Levanté el polvo del camino con el arrastrar de las deportivas, miré hacia atrás y vi el surco marcado en el terreno y luego miré hacia los pies para intentar distinguirlos de entre la nube. Sonreí en ese preciso momento al recordar a mi mamá con gesto enfurecido por llegar a casa con ellas irreconocibles. Seguí el sendero, aquel que me llevaría al edén que tanto soñaba. Había planeado aquel paseo por meses. Tantos como el año tiene.
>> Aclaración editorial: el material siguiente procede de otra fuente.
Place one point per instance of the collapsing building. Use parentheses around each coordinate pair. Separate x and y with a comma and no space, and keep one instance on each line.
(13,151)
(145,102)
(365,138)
Cientos de flores silvestres, cada una con su color y belleza singular, adornaban el campo a mi pasar. Paré a oler muchas de ellas a la vez que me pinchaba con los cardos que las acompañaban. Sí, allí estaban en ellas, rodeadas de guerreros silenciosos que las aguardaban de descabelladas muchachas capaces de arrancarlas. Y allí fui yo, dispuesta a hacer un ramo repleto de colores solo por el placer de llevarlas. Corté la primera, una amapola roja preciosa de tallo largo, después la segunda, otra, pero en esta ocasión blanca impoluta que solo manchaba las semillas pintadas en el centro de su corazón. Alargué la mano y arranqué la tercera, una margarita enorme, la más grande del lugar. Con pétalos rectos y cargada de polen aromático. Seguí recolectando flores hasta formar un enorme ramo que apenas podía sujetar. Orgullosa de la hazaña, desafié a los pinchos y regresé al sendero atravesándolos e incluso a veces pisándolos. Miré hacía atrás y pensé que había dejado un ligero camino fácil de seguir. A continuación, miré mis piernas que lucían carreras de gotas rojas, algunas campeonas, otras frustradas. Reseteé el escozor y continúe.
Caminé durante largas horas, tantas que fui incapaz de contabilizar. Cuando miraba hacia atrás, la vista ya no alcanzaba a vislumbrar la ciudad. Estaba en camino acertado.
Aflojé la mano, el sudor me empezaba a molestar. Cambié las flores a la otra para estirar los huesecillos entumecidos por el apretar y las vi. Alicaídas, flojas, con los pétalos lacios... Me quedé asombrada. Busqué alrededor algún sitio para sentarme y descansar. En una enorme roca unos metros más adelante deposité las flores y las intenté recomponer. Ya no eran preciosas ni firmes. Eran marchitas y tristes. Preguntándome el por qué, encontré una minúscula mariquita posada en una de ellas. Puse el dedo índice cerca y esperé paciente a que anduviera por él. Me acerqué el dedo a la cara esperando poder verla mejor. Al hacerlo, batió sus alas y voló. La seguí con la mirada hasta ver como paraba en un flamante diente de León. Perfecto, regio e inquebrantable. Incapaz de controlarme llegué hasta él y lo arranqué, se había adueñado de mi mariquita y ahora me pertenecía. El tirón armó revuelo. Todas y cada una de las rosetas se desprendieron y comenzaron un bello baile. Eran elegantes. Dibujaban círculos en el aire. Ensimismada dejé que se posaran todas y cada una de ellas en un nuevo lugar, dando cabida a una nueva vida y sin pesar. Miré mis manos vacías y lloré. Había destruido vidas por el mero hecho de hacer.
Regresé siguiendo los surcos que había dejado, puesto que la luz del día se había acabado, y eliminé el caminito que había marcado, pensando en algún ser desalmado.